Speaking with The Guardian in Lagos, Caulcrick declared that while tariffs are often introduced to encourage local manufacturing under the import substitution industrialisation (ISI) model, they could also produce significant negative effects if not properly implemented.
He feared that higher import tariffs could lead to increased consumer prices, reduced innovation, limited product choices and the potential for retaliatory trade measures from Nigeria’s trading partners.
The Federal Government, yesterday, suspended the proposed 15 per cent tariff on imported fuel.
Citing a 2019 study on the United States (U.S.) tariffs, which showed that American households paid an additional $3,300 yearly due to tariff-induced price increases, Caulcrick said Nigeria could face similar inflationary pressures if it failed to balance protectionism with global competitiveness.
He noted that protecting “infant industries” without a clear path towards competitiveness could make them complacent and inefficient, trapping the economy in a cycle of dependence on government protection.

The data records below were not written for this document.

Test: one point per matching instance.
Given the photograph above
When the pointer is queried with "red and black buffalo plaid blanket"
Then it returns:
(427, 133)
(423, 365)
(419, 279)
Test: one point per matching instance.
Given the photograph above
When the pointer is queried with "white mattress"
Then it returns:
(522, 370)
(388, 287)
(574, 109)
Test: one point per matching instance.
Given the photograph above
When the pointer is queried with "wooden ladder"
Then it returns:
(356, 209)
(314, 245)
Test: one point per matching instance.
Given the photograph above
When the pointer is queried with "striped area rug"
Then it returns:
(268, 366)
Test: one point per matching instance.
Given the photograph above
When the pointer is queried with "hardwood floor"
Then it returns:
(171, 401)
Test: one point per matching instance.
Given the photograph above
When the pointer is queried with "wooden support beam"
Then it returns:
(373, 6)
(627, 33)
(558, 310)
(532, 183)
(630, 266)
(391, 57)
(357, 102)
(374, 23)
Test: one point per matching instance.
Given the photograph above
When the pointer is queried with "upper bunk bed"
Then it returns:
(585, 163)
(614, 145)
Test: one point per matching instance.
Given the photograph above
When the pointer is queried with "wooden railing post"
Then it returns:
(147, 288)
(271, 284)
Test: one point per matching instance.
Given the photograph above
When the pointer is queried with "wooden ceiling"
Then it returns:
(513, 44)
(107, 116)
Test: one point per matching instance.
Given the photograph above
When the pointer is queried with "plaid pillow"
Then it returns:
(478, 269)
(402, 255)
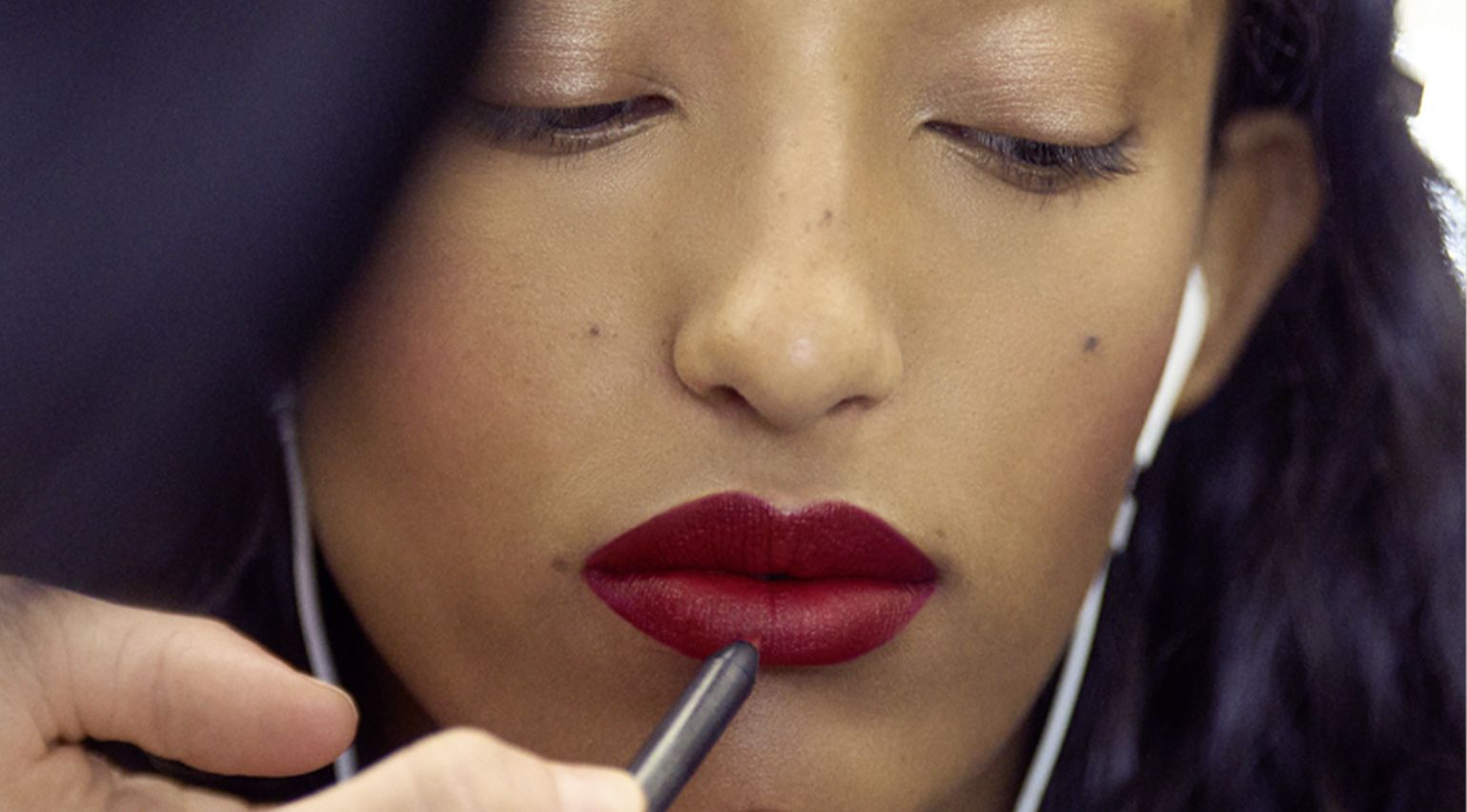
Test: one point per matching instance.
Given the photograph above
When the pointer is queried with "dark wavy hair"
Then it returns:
(1285, 631)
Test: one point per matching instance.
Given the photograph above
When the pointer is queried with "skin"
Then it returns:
(783, 283)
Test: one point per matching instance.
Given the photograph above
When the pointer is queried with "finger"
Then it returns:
(182, 688)
(72, 779)
(465, 770)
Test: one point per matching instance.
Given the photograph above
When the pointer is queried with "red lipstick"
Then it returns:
(816, 586)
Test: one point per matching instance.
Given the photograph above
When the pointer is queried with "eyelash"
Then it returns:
(1034, 166)
(1039, 166)
(560, 131)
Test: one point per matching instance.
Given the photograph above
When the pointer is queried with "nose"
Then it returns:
(789, 337)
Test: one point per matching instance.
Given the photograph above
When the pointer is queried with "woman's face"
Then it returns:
(813, 253)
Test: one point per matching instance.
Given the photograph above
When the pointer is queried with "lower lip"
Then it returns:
(816, 621)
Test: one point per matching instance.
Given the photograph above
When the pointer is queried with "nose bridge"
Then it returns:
(789, 324)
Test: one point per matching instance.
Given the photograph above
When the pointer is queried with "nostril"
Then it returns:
(728, 395)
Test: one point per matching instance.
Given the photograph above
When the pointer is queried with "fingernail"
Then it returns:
(335, 689)
(596, 789)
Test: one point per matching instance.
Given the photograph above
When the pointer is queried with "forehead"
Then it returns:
(591, 25)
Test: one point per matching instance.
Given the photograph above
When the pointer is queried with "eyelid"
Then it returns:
(1040, 166)
(555, 130)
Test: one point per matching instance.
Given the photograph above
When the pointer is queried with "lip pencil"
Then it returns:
(694, 722)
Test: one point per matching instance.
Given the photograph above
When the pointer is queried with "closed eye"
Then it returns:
(1039, 166)
(560, 130)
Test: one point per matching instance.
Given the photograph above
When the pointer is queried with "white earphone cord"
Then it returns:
(1192, 324)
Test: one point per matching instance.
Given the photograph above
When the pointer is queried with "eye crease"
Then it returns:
(1033, 166)
(560, 130)
(1039, 166)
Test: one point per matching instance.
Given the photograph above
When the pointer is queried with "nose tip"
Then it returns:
(789, 358)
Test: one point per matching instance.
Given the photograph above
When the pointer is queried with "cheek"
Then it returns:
(498, 400)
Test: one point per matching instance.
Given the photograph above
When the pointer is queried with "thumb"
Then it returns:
(461, 770)
(182, 688)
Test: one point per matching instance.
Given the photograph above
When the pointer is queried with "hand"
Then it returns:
(195, 691)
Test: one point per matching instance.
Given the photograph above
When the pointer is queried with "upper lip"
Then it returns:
(741, 534)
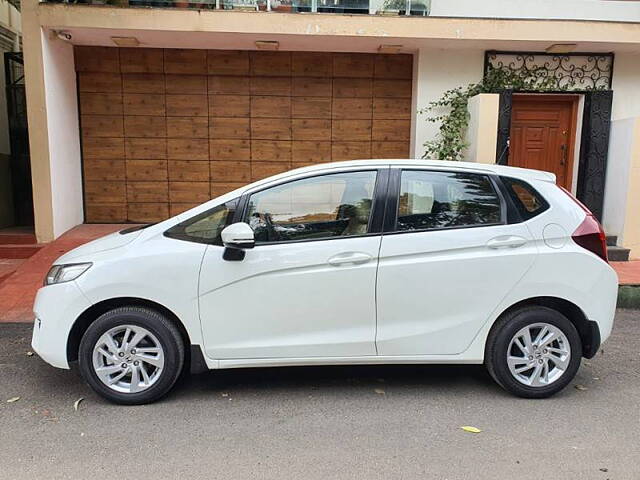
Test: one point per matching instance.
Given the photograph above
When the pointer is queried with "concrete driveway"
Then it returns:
(326, 423)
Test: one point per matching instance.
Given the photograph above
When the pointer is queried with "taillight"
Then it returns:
(590, 234)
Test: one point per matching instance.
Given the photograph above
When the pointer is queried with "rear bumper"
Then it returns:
(56, 308)
(590, 347)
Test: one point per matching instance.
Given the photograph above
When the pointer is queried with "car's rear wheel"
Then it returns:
(131, 355)
(533, 352)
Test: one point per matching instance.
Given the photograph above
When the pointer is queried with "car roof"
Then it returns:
(523, 173)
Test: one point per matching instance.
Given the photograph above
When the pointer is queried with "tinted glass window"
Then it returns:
(336, 205)
(446, 199)
(206, 227)
(528, 202)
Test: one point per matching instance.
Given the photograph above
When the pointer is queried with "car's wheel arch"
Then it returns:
(588, 330)
(92, 313)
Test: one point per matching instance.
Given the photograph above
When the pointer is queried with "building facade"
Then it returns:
(139, 113)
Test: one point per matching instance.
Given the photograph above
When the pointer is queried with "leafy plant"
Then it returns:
(394, 5)
(451, 110)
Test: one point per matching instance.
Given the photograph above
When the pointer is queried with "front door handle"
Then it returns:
(506, 241)
(353, 258)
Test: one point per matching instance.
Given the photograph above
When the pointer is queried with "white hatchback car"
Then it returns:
(364, 262)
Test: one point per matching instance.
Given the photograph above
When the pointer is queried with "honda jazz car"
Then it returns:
(364, 262)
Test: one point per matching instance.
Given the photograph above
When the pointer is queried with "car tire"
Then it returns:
(505, 346)
(111, 365)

He urged the Federal Government to draw lessons from China’s industrial growth model, which he said combined protectionist measures with foreign investment incentives, export-oriented policies, and technological development, not tariffs alone.
He added, “Tariffs are ultimately paid by domestic consumers and businesses. They face higher prices for imported goods and even for locally produced alternatives that no longer have to compete on price.
“China’s economic rise was not built solely on import restrictions. It actively attracted foreign direct investment, built strong supply chains, and created an export-led manufacturing system that guaranteed global competitiveness.”
He also cautioned that Nigeria’s tariff policy should not mirror Donald Trump’s style of trade war tactics, which led to global retaliatory tariffs and disrupted supply chains in the United States.
Instead of relying solely on import tariffs, Caulcrick proposed an alternative consumer credit scheme that would encourage Nigerians to buy locally made products without unduly increasing living costs.
For instance, he opined that a consumer credit scheme that could only be used to purchase local goods would be more innovative and less harmful to the economy.
He, however, commended President Bola Tinubu for suspending the 15 per cent import policy on Premium Motor Spirit (PMS) and diesel.
The approval had stirred widespread concern across the oil and gas sector, with operators warning it could raise petrol prices, worsen inflation and increase import costs, even as the government insists the policy aimed to boost local refining and generate revenue.
Tinubu’s approval was conveyed in a letter signed by his Private Secretary, Damilotun Aderemi, following a proposal submitted by the Executive Chairman of the Federal Inland Revenue Service, Zacch Adedeji.
The proposal sought the application of a 15 per cent duty on the cost, insurance, and freight value of imported petrol and diesel to align import costs with domestic market realities.